In sum, Paris did add hope for the writers of the 1920s for their future and literature to survive. Boyajian does not evade the Armenian Genocide of 1915. He explains the events in personal terms. He touches upon the inhumanity of the genocide but reiterates stories from his family’s past on his paternal and maternal side. He tells about how his father always remarked about how the deniers have trashed history by not recognizing the Armenian Genocide when he reminded his family by saying: “…if it did not happen then what happened to all my uncles.”
The author makes a transition from his personal history to the question of how the Armenian genocide precipitated in a hostile atmosphere and even the killing of the Greeks and other ethnic groups. It is at this juncture in the book, Boyajian refers to U.S. Ambassador Henry Morgenthau, who was the ambassador to the Ottoman Turkey, and his heroic concern for the Armenians during the Armenian genocide. He reviews the brutality of the Ottoman Young Turk regime to eliminate the Armenians from their historic land. Morgenthau’s efforts were commendable.
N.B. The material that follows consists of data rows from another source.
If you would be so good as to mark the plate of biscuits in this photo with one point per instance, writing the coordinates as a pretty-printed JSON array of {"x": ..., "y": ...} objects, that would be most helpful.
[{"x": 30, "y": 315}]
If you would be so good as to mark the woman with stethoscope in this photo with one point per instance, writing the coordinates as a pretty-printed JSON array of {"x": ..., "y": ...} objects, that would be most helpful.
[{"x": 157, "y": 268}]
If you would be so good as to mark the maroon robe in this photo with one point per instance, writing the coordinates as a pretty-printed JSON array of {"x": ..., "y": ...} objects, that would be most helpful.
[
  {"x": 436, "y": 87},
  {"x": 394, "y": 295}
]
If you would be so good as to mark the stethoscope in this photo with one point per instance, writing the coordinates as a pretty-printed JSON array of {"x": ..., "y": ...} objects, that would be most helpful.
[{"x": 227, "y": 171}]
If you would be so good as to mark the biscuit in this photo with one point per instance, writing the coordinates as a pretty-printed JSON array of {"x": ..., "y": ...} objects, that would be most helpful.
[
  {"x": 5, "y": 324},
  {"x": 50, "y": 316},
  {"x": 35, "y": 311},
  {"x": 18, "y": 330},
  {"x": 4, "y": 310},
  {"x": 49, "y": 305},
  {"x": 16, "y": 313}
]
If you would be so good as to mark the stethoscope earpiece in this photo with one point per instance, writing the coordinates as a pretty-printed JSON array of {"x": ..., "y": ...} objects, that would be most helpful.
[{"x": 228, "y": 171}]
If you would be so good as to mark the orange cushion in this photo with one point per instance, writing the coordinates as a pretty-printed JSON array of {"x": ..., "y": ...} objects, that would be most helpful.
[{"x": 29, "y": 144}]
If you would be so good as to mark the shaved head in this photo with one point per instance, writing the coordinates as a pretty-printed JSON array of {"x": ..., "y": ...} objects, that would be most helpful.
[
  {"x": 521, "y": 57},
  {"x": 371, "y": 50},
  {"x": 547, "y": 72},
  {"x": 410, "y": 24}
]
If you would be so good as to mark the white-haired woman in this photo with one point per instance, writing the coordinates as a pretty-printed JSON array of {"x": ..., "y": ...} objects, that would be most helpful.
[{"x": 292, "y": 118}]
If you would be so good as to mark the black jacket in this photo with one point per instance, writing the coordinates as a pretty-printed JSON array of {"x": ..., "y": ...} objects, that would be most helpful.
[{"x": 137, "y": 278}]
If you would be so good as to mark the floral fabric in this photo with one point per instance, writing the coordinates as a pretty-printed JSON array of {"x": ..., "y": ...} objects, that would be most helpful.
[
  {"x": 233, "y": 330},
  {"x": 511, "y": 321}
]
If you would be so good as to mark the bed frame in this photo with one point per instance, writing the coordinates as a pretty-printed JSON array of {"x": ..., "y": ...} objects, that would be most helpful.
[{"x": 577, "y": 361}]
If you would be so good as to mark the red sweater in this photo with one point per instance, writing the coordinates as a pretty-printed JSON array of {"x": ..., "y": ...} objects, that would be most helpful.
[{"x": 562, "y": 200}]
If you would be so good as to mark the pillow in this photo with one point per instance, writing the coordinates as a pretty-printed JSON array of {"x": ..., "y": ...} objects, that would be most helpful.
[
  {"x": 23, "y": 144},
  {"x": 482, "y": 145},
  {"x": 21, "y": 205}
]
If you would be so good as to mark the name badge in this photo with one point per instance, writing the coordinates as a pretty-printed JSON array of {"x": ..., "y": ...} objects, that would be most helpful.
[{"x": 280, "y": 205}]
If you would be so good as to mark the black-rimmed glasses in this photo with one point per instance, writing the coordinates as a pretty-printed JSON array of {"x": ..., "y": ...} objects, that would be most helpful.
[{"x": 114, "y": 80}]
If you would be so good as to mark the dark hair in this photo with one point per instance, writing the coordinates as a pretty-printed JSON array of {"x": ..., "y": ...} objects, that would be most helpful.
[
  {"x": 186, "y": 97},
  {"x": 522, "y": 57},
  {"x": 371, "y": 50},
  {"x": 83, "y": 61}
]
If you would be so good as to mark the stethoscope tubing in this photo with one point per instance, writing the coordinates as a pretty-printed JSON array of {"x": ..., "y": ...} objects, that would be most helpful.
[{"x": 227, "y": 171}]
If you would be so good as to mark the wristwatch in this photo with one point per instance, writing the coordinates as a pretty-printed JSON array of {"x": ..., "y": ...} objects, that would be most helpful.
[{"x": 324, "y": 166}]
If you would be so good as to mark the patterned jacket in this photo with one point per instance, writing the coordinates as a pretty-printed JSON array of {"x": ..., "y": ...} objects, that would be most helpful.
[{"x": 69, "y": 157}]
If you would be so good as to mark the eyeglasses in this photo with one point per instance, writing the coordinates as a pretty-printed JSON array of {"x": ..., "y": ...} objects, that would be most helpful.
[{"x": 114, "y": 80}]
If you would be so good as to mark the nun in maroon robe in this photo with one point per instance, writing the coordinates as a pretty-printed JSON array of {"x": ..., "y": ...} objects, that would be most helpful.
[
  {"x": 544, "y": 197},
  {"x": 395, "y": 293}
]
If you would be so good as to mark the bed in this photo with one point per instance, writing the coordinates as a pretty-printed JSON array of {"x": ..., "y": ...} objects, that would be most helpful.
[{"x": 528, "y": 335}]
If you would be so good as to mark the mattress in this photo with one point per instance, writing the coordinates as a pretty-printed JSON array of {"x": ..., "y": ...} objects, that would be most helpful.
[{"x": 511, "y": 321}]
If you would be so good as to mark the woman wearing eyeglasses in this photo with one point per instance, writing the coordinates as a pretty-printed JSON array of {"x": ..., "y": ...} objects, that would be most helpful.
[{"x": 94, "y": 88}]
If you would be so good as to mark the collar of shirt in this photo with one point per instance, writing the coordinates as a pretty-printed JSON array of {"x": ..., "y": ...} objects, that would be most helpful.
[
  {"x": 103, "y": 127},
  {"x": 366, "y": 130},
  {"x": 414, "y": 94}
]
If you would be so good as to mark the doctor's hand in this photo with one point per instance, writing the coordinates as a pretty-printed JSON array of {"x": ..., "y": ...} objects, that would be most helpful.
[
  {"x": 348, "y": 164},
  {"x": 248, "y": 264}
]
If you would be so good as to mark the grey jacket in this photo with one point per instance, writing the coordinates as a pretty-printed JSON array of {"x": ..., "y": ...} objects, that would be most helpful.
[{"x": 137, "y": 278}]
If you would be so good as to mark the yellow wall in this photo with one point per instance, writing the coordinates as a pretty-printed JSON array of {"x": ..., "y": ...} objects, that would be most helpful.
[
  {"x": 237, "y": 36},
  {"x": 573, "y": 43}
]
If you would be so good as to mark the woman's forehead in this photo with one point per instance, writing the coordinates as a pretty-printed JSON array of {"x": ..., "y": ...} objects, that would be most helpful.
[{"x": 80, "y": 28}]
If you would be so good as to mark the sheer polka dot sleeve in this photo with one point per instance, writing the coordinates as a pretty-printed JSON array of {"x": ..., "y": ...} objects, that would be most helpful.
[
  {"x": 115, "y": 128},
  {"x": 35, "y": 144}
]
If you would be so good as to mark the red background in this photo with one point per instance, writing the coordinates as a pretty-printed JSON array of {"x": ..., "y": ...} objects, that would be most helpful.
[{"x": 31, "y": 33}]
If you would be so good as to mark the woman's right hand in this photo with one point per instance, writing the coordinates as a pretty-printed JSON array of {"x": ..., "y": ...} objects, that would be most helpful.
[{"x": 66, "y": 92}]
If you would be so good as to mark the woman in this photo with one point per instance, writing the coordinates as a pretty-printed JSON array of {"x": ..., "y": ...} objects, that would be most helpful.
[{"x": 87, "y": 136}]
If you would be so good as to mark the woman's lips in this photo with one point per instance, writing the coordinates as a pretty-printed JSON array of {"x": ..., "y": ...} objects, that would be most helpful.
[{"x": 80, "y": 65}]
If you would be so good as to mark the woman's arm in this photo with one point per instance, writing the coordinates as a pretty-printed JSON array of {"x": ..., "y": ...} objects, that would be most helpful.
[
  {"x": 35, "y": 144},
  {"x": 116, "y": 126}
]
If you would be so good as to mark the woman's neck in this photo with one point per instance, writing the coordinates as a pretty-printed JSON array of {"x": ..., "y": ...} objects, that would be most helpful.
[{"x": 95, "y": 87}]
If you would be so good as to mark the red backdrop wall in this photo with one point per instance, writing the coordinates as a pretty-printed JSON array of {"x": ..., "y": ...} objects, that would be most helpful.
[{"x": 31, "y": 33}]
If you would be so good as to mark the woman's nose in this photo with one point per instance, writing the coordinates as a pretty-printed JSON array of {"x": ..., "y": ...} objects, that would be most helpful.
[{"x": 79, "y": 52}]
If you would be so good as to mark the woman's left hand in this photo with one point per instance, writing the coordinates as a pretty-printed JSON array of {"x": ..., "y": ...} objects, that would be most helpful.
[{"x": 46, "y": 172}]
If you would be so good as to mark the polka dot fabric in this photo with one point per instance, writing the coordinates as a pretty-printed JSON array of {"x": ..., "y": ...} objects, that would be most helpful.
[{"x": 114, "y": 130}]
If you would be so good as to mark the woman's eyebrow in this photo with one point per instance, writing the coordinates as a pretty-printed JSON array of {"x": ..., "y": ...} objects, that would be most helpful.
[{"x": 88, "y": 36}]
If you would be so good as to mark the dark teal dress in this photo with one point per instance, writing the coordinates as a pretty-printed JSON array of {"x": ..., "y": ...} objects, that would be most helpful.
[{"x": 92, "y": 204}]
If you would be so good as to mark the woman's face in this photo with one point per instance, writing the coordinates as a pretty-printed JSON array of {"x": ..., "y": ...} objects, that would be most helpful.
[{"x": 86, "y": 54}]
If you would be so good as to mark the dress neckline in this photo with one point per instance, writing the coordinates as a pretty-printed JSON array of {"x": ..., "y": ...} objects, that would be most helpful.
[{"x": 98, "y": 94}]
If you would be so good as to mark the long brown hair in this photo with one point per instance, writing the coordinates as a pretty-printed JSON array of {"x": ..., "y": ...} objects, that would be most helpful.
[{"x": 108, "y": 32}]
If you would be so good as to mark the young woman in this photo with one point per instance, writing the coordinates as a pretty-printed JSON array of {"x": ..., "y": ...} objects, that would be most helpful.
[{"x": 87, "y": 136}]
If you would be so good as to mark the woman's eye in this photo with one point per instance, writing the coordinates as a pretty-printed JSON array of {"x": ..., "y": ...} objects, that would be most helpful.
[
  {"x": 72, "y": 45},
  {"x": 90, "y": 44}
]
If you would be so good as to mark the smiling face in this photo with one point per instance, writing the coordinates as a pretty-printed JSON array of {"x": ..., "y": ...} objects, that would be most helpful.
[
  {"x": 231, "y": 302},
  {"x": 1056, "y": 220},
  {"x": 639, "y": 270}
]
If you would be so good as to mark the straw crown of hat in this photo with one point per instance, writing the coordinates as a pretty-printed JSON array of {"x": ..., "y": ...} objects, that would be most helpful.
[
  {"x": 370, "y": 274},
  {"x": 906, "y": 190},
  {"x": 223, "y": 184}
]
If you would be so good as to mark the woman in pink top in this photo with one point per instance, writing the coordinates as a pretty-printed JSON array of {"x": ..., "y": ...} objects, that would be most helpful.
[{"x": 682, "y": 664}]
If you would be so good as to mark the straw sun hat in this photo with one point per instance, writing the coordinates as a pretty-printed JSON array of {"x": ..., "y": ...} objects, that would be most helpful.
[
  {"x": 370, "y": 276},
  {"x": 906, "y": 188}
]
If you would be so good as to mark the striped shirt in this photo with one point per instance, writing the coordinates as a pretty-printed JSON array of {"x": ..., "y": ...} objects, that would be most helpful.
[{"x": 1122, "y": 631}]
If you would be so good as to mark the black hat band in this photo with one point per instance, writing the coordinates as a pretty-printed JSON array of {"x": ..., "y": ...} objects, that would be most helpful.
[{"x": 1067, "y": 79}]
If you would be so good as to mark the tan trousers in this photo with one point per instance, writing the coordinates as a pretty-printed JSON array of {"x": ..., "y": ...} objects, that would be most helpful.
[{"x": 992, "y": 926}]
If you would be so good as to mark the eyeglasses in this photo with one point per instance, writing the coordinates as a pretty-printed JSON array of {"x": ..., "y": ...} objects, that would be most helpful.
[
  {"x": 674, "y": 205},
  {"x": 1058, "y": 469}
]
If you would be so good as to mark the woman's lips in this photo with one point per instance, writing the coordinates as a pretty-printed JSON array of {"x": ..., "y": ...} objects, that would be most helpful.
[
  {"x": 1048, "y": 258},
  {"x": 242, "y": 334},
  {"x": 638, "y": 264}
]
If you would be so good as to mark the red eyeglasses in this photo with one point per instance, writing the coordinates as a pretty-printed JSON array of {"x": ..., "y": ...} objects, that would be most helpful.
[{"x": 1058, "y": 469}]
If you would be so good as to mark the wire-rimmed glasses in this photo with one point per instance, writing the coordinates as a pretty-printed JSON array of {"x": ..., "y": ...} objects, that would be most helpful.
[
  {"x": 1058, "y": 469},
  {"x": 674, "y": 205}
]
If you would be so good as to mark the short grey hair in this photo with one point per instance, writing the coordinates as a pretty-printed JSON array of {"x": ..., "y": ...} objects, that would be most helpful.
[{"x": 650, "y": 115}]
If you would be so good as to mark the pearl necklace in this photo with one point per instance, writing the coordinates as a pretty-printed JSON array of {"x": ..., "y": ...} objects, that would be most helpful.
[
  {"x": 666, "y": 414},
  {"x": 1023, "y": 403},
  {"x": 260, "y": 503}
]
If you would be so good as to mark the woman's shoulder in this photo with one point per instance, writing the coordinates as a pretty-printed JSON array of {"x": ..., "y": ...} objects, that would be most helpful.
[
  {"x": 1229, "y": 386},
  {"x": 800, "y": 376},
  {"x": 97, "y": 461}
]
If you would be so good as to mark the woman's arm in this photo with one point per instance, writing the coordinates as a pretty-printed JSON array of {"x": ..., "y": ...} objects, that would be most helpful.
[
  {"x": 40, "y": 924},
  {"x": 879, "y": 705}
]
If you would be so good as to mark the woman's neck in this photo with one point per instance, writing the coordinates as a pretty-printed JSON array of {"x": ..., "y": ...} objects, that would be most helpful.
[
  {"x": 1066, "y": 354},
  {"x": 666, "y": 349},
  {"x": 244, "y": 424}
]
Although, the Armenians were placed in caravans and many were removed from their locations and killed in the outskirts of towns and cities, the worldwide press in the United States and Europe reported the genocide. The resistance fighters should be credited for their courage.
The author enlightens readers with a narration of the Armenian intellectuals who immigrated to Paris in the 1920s. The Armenian writers and intellectuals were unique for many reasons ; however, the author emphasizes the post traumatic stress they suffered in finding an oasis of freedom after losing their families and friends in the genocide. A great many Armenian intellectuals did not survive the genocide in 1915. Other writers and scholars who lived in Paris before or after the 1920s did not endure such a loss or experience. Boyajian reviews the names and works of some Armenian intellectuals and writers who made Paris their home to name a few are important here: Arshag Chobanian, Aram Andonian, Mguerditch Barsamian, Vasken Shushanian, Levon Shant, Zabel Yessayan, and others.
The story of the Armenian writers who survived and escaped to Paris, “the City of Lights,” where there were other intellectuals from other nationalities is what Hemingway said “…for Paris is a moveble feast” especially for expatriate writers of the 1920s. The author says, “Paris didn’t just save a handful of writers who survived the genocide it restored an entire people called the Armenians.” Another great read… I cried when I read certain parts… I really liked the material, substance, and focus. Boyajian ends his book with the Armenian word: Apagan (in translation meaning “forward” to the future).
Gary A. Kulhanjian is social historian and educator, former member of the New Jersey Commission on Holocaust Education New Jersey Commission on Holocaust Education and appointee of three governors. The reviewer holds three degrees in history, social science, and humanities. He presently lives in California.